Con il supporto del CHLA, la famiglia ha fatto in modo che i bambini stessero spesso insieme quando Noah era in ospedale, e la coppia è diventata una presenza fissa nella sua stanza o nella sala giochi. Questo ha aiutato entrambi ad affrontare la situazione, ma in particolare Kalea, che ha capito meglio cosa stava succedendo.
“Non ha mai verbalizzato di avere paura per suo fratello, ma si vedeva”, osserva la madre. “Quando è arrivata in ospedale e ha iniziato a giocare con lui e ha visto che stava bene, il suo atteggiamento è cambiato completamente. L’ha davvero aiutata emotivamente”.
Un altro evento che ha risollevato il morale dei bambini si è verificato in autunno, quando i Marvel Studios hanno vestito la famiglia e i medici e gli infermieri del CHLA con costumi da supereroi per uno speciale televisivo. Noah e Kalea sono grandi fan dei supereroi e si sono vestiti come Spider-Man e Capitan Marvel, una coppia di fratelli e sorelle supereroi che combattono il cancro.
Naturalmente, dietro ogni bambino supereroe c’è solitamente una coppia di genitori supereroi, e il dottor Dhall afferma che questo è sicuramente il caso di Noah e Kalea.
“I genitori hanno un atteggiamento così positivo. È fonte di ispirazione”, dice. “Hanno fatto davvero un ottimo lavoro nel supportare entrambi i loro figli”.
Un mistero medico
Com’è possibile che due fratelli sviluppino lo stesso tumore contemporaneamente?

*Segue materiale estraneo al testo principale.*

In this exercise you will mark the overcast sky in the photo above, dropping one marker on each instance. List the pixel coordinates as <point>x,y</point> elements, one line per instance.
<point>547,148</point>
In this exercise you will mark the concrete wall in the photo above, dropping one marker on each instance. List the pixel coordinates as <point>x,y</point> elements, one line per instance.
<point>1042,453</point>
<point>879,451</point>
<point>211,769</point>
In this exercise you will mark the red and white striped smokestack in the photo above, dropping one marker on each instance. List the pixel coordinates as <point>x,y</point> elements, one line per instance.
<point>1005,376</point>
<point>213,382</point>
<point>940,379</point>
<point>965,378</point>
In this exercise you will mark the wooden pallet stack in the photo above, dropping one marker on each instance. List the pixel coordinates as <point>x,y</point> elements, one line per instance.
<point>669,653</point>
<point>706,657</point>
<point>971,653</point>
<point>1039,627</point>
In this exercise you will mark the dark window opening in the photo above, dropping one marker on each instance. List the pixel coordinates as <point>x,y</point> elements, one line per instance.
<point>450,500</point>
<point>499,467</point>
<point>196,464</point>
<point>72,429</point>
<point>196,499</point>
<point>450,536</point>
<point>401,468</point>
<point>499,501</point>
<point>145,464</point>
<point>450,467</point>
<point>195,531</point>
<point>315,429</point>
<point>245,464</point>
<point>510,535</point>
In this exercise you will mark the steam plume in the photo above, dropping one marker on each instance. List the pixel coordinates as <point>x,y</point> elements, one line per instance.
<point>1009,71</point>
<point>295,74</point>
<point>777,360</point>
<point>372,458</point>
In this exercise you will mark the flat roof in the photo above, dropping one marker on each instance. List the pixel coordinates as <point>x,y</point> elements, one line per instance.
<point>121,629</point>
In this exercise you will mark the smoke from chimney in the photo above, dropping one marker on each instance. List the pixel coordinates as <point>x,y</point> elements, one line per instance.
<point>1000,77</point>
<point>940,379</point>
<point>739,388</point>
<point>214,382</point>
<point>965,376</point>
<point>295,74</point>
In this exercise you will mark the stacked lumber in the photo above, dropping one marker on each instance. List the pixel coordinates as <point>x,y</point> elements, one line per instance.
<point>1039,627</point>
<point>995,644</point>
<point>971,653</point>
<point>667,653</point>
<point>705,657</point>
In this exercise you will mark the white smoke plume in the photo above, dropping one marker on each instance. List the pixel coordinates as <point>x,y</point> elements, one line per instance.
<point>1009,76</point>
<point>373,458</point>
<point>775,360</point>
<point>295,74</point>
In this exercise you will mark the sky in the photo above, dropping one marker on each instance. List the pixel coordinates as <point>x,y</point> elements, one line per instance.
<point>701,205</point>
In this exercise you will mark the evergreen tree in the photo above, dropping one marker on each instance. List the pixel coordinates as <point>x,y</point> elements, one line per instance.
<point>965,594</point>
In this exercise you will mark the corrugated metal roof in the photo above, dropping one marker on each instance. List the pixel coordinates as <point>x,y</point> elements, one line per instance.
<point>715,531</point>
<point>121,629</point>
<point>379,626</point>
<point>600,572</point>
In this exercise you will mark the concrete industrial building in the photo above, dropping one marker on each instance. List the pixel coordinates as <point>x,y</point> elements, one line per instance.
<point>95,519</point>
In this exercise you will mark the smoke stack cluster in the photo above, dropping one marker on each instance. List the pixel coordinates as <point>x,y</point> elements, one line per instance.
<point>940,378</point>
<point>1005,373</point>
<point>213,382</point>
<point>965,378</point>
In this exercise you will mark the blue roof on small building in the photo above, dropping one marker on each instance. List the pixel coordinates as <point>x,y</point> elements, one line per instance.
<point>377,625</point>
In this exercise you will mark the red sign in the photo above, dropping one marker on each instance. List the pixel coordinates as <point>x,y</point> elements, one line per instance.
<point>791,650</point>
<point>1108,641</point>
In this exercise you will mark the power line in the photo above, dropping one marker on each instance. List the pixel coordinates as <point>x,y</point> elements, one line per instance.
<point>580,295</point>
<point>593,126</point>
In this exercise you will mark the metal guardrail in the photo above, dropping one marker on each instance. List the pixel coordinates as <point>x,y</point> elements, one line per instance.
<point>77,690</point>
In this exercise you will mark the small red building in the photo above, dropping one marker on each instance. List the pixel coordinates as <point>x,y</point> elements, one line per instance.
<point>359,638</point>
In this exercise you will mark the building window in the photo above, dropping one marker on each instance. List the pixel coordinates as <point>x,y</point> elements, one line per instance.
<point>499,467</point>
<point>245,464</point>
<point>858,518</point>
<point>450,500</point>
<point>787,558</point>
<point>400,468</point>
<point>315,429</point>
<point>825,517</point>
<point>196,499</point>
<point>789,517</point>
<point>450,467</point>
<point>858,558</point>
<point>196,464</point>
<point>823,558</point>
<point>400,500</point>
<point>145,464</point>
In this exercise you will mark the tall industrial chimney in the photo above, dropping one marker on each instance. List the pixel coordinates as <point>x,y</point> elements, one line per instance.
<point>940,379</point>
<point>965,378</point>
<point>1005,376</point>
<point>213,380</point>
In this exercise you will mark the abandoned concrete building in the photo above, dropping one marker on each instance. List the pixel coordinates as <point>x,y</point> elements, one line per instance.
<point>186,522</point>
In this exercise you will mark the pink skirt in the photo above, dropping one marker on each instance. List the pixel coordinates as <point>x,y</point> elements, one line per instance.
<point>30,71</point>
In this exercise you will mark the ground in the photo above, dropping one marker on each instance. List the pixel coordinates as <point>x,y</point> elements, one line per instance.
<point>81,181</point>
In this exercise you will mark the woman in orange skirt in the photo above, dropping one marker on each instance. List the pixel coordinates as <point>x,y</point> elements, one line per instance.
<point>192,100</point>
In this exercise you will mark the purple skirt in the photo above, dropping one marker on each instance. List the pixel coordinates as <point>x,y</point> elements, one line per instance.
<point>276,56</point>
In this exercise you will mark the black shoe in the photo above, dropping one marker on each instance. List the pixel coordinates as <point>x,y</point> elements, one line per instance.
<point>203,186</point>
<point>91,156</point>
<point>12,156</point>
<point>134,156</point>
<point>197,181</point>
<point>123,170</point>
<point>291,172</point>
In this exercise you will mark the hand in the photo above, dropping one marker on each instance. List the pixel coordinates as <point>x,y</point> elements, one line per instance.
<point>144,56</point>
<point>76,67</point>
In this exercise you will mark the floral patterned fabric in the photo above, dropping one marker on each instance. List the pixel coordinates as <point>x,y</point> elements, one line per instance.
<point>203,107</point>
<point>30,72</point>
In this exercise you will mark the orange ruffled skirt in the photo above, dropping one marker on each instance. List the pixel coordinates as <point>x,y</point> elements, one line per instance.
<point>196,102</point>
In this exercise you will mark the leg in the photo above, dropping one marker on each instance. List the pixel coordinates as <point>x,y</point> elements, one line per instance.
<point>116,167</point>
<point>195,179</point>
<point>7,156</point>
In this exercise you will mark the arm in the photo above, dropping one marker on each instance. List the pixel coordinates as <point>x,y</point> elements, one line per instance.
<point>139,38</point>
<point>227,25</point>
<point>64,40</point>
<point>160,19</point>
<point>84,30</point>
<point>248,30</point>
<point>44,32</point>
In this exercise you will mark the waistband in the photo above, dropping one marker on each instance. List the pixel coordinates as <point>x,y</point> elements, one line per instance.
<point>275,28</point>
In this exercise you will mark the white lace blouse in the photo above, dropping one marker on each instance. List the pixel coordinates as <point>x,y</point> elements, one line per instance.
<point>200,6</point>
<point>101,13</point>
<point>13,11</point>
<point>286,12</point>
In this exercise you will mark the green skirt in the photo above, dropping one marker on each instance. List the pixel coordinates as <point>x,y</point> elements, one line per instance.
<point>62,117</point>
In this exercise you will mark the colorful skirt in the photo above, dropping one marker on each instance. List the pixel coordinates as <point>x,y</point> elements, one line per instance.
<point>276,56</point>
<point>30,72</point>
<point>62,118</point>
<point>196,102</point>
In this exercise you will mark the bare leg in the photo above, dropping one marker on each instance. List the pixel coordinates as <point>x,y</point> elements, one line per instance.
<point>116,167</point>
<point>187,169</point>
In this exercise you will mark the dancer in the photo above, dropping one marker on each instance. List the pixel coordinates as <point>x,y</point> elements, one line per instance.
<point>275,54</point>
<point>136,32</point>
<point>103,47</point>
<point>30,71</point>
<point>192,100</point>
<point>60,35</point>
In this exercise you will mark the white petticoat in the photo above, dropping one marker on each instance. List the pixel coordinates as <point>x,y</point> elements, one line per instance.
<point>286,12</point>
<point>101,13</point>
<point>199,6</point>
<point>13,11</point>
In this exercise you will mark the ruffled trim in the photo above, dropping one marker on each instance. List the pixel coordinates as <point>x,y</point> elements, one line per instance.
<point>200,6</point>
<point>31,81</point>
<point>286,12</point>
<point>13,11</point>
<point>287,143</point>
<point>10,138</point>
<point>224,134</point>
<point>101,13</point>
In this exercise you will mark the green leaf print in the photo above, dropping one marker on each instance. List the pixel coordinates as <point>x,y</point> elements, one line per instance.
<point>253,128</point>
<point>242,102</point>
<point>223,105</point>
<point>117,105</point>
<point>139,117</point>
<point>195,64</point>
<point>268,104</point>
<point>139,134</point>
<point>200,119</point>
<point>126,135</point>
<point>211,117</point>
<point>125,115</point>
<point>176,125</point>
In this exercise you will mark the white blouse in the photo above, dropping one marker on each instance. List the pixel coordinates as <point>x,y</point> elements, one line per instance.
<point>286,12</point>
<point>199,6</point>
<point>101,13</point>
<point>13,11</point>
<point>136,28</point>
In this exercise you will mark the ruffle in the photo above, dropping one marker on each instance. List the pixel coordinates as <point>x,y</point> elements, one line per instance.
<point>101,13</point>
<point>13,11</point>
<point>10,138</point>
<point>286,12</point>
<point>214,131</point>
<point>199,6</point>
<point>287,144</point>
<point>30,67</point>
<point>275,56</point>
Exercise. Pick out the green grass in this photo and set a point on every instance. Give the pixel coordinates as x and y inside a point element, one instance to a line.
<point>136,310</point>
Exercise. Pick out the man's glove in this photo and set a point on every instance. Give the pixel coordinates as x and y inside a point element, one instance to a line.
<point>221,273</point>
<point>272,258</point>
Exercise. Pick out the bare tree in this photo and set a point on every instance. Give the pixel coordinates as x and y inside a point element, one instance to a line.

È una domanda a cui il team del Centro di Medicina Personalizzata del CHLA sta cercando di rispondere.
Sia i fratelli che i loro genitori si sono sottoposti a test genetici presso il Centro. Un test precedente aveva escluso il coinvolgimento dei geni tipicamente associati ai tumori, ma il team del CHLA è andato oltre, conducendo un’operazione chiamata sequenziamento dell’intero esoma, che cerca anomalie nei geni che producono le proteine chiave in una cellula. Anche questo è risultato negativo.
Il team sta ora conducendo test più approfonditi, denominati sequenziamento dell’intero genoma, a scopo di ricerca.
“Non sappiamo ancora perché si siano formati questi tumori”, afferma Jaclyn Biegel, PhD , Responsabile della Divisione di Medicina Genomica del CHLA e Direttrice del Centro di Medicina Personalizzata . “Ma non ci arrendiamo! Continueremo a cercare”.
Nel frattempo, a sette mesi dall’inizio del loro doppio percorso contro il cancro, Kalea e Noah stanno bene. Noah ha completato il trattamento all’inizio di gennaio e Kalea è sulla buona strada per concluderlo quest’estate.
“Uno fatto, uno da fare!” dice la mamma.
Naturalmente, nessuno è più ansioso che Kalea finisca della sua migliore amica. Quando Noah ha ricevuto la medaglia di fine trattamento al CHLA, l’ha indossata con orgoglio per tutto il weekend. Ma già pensava a un momento ancora migliore.
“Non vedo l’ora”, disse ai suoi genitori, “che anche Kalea riceva la sua medaglia”.